Tanpa mengucapkan sepatah kata pun, Anya berbalik dan meninggalkan Rian. Ia berjalan tanpa tujuan, air mata mengalir deras membasahi pipinya. Ia merasa seperti telah dikhianati oleh teknologi, oleh cinta, dan oleh dirinya sendiri.

Sesampainya di apartemennya, Anya menghapus Soulmate.AI dari ponselnya. Ia mematikan komputernya, memutus semua koneksi dengan dunia maya. Ia ingin melupakan segalanya, melupakan Rian, melupakan cinta digital.

Namun, luka itu terlalu dalam. Hati Anya, yang selama ini tertutup rapat, akhirnya terbuka, hanya untuk dipatahkan oleh seorang pria yang ia temukan melalui sebuah aplikasi. Apakah ia bisa percaya pada cinta lagi? Apakah teknologi benar-benar bisa membantu menemukan belahan jiwa, atau hanya menciptakan ilusi yang menyakitkan?

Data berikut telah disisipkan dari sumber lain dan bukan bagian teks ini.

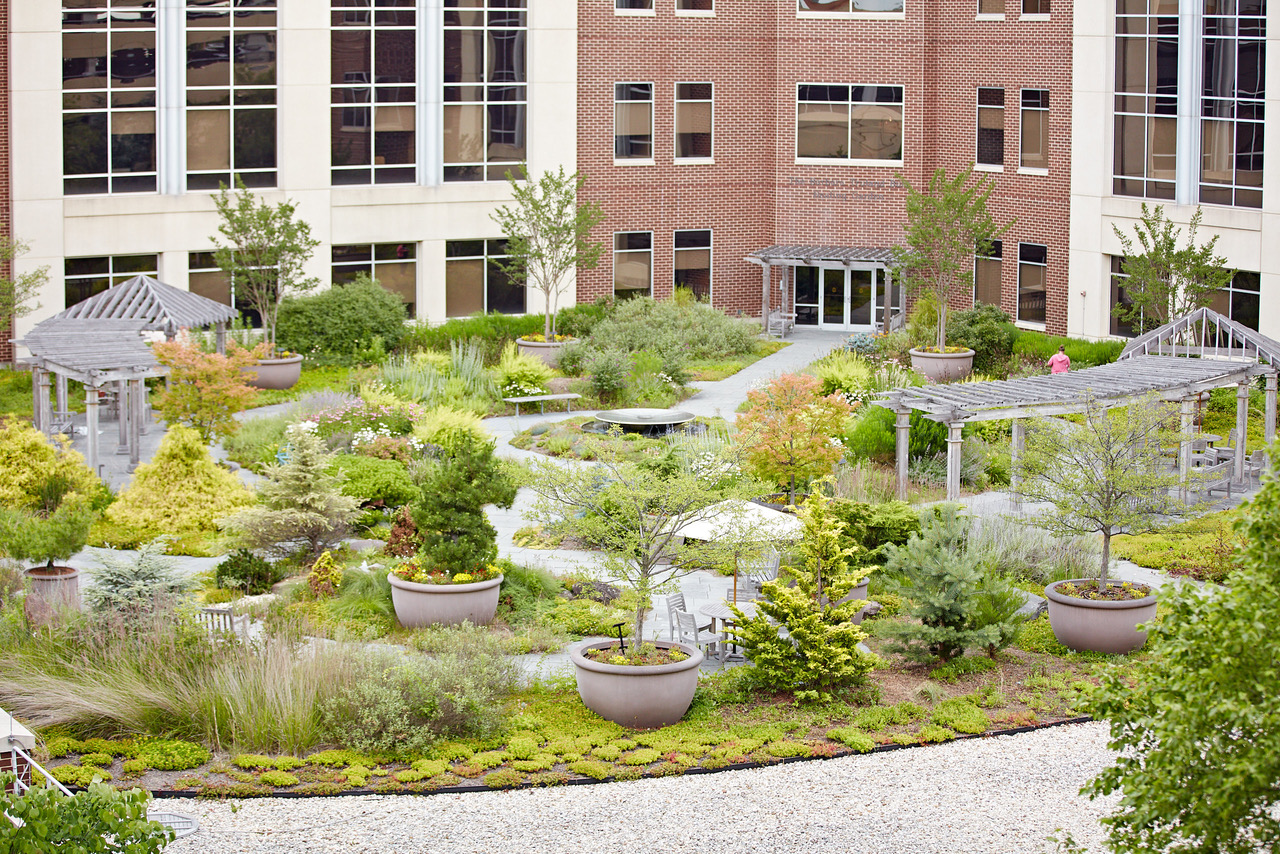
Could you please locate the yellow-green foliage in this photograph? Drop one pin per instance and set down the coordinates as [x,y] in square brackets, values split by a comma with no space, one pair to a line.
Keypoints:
[27,461]
[181,492]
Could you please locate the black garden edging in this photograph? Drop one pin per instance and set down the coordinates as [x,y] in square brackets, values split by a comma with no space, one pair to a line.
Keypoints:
[589,781]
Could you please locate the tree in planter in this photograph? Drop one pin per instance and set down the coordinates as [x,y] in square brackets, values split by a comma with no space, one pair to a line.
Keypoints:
[1196,725]
[301,506]
[786,434]
[1166,281]
[548,234]
[634,516]
[1105,475]
[819,651]
[947,223]
[265,251]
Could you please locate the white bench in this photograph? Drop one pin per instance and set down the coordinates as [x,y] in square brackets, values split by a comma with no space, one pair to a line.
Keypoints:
[568,397]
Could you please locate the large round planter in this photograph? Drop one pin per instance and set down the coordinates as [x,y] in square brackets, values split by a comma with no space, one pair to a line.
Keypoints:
[1097,625]
[277,373]
[443,604]
[548,351]
[644,697]
[49,590]
[942,368]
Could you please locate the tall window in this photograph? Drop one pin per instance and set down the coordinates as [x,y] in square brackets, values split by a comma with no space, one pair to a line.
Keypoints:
[1034,132]
[109,96]
[485,88]
[374,81]
[986,275]
[632,120]
[1032,275]
[693,263]
[991,127]
[231,94]
[694,120]
[391,265]
[475,283]
[632,264]
[88,275]
[849,122]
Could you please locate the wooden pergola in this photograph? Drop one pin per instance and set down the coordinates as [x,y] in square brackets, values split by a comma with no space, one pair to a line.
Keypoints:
[1226,355]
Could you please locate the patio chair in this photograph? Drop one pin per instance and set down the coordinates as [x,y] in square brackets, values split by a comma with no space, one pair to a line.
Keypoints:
[688,633]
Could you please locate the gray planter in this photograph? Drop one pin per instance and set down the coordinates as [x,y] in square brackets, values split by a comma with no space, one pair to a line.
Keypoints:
[644,697]
[443,604]
[942,368]
[1098,625]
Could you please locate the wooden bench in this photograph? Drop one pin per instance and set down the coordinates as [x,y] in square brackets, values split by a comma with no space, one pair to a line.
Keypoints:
[568,397]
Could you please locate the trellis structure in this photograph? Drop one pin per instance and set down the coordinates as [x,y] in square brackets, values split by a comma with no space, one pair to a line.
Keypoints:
[1234,356]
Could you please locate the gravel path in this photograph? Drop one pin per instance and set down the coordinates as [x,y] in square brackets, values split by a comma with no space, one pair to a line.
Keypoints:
[977,797]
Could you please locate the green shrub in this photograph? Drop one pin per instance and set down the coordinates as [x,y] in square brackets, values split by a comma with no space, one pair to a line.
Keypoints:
[332,325]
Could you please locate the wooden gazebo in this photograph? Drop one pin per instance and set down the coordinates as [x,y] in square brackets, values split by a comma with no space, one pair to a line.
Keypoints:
[1194,354]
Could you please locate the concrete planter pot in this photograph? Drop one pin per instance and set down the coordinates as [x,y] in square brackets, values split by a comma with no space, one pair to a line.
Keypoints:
[448,604]
[49,590]
[1098,626]
[942,368]
[548,351]
[644,697]
[275,373]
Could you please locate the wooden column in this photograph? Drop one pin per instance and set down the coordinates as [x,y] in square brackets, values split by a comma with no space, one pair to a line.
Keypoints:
[91,424]
[1015,456]
[954,441]
[903,418]
[1242,428]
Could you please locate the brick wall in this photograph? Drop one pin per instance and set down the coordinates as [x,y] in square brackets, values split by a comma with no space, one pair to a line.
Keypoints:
[755,195]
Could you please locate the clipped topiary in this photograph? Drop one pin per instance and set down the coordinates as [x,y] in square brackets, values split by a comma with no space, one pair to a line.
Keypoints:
[182,493]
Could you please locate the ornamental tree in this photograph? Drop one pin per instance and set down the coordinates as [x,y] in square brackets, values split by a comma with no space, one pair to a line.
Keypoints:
[947,223]
[786,434]
[1194,724]
[265,251]
[1166,281]
[548,234]
[1105,475]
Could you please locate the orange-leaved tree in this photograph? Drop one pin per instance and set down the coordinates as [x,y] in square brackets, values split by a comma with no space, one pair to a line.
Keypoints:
[787,430]
[205,391]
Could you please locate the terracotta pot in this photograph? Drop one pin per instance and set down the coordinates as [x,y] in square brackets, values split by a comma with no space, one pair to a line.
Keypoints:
[444,604]
[275,373]
[942,368]
[644,697]
[548,351]
[1098,625]
[49,590]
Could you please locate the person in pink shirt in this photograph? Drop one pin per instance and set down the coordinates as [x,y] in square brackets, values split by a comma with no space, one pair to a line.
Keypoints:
[1059,362]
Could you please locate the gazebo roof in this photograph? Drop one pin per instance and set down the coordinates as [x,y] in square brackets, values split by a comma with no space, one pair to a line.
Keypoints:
[795,254]
[1166,377]
[158,305]
[92,351]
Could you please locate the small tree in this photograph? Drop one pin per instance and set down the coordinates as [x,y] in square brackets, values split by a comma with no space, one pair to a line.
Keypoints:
[1104,475]
[1166,281]
[301,503]
[18,293]
[265,251]
[947,223]
[786,434]
[821,648]
[1196,725]
[634,516]
[548,234]
[205,391]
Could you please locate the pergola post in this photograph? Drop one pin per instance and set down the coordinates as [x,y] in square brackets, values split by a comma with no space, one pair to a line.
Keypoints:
[1242,428]
[91,423]
[954,442]
[903,419]
[1015,456]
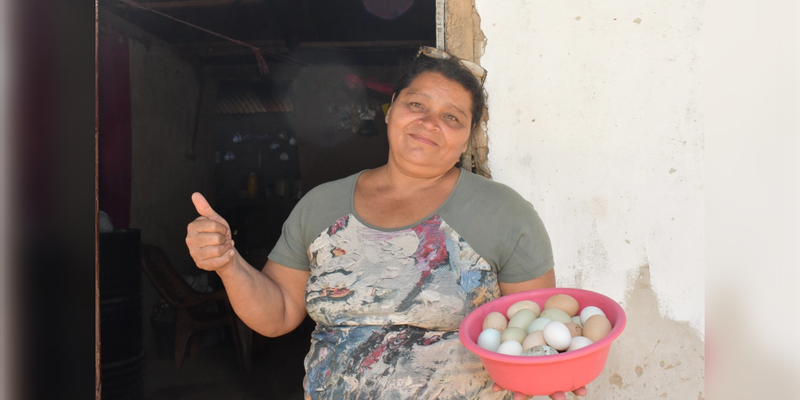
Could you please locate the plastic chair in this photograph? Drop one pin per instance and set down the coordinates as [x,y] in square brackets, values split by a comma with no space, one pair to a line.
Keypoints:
[191,307]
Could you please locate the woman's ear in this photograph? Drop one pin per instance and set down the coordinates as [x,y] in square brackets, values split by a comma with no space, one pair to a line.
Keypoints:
[386,119]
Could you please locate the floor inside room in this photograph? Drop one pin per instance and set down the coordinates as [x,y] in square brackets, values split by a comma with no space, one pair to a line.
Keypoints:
[277,371]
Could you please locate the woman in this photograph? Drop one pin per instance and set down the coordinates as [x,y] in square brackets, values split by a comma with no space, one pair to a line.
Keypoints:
[389,261]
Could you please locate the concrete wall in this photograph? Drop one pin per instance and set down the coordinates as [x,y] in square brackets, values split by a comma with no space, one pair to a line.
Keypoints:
[595,118]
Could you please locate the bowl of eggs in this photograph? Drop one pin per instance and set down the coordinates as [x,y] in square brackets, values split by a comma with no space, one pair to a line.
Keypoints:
[544,341]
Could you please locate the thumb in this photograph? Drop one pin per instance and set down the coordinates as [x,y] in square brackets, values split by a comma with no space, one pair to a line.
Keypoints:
[203,208]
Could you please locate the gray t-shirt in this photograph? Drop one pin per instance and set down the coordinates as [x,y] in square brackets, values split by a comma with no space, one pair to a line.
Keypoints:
[495,220]
[388,302]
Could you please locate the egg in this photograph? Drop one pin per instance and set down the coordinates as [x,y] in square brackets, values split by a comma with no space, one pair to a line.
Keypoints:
[495,320]
[588,312]
[563,302]
[556,315]
[537,324]
[521,305]
[557,335]
[489,339]
[536,338]
[515,334]
[511,347]
[522,319]
[574,329]
[579,342]
[542,350]
[596,327]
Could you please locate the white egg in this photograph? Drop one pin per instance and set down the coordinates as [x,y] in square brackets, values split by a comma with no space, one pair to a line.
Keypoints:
[511,347]
[523,304]
[537,324]
[579,342]
[588,312]
[522,319]
[557,335]
[556,315]
[489,339]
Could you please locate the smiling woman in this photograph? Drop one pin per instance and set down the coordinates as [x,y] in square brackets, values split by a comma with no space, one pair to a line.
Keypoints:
[388,261]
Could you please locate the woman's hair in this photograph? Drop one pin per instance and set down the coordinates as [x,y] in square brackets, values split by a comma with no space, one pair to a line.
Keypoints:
[450,68]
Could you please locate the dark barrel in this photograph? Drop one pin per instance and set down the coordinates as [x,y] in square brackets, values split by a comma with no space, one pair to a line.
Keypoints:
[121,355]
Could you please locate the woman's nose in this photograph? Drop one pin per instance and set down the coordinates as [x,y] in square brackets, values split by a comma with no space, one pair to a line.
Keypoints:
[428,121]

Anya tidak tahu jawabannya. Ia hanya tahu, ia harus belajar untuk menyembuhkan luka hatinya yang digital. Ia harus belajar untuk mencintai dirinya sendiri, tanpa bantuan algoritma atau janji-janji palsu dari dunia maya. Mungkin, suatu hari nanti, ia akan menemukan cinta sejati. Tapi untuk saat ini, ia memilih untuk membangun tembok tinggi di sekeliling hatinya, dan menjauhkan diri dari segala bentuk koneksi digital. Karena kadang, luka yang paling dalam berasal dari tempat yang paling tak terduga: dari hati digital yang telah mengunduh cinta, dan menemukan luka yang tak tersembuhkan.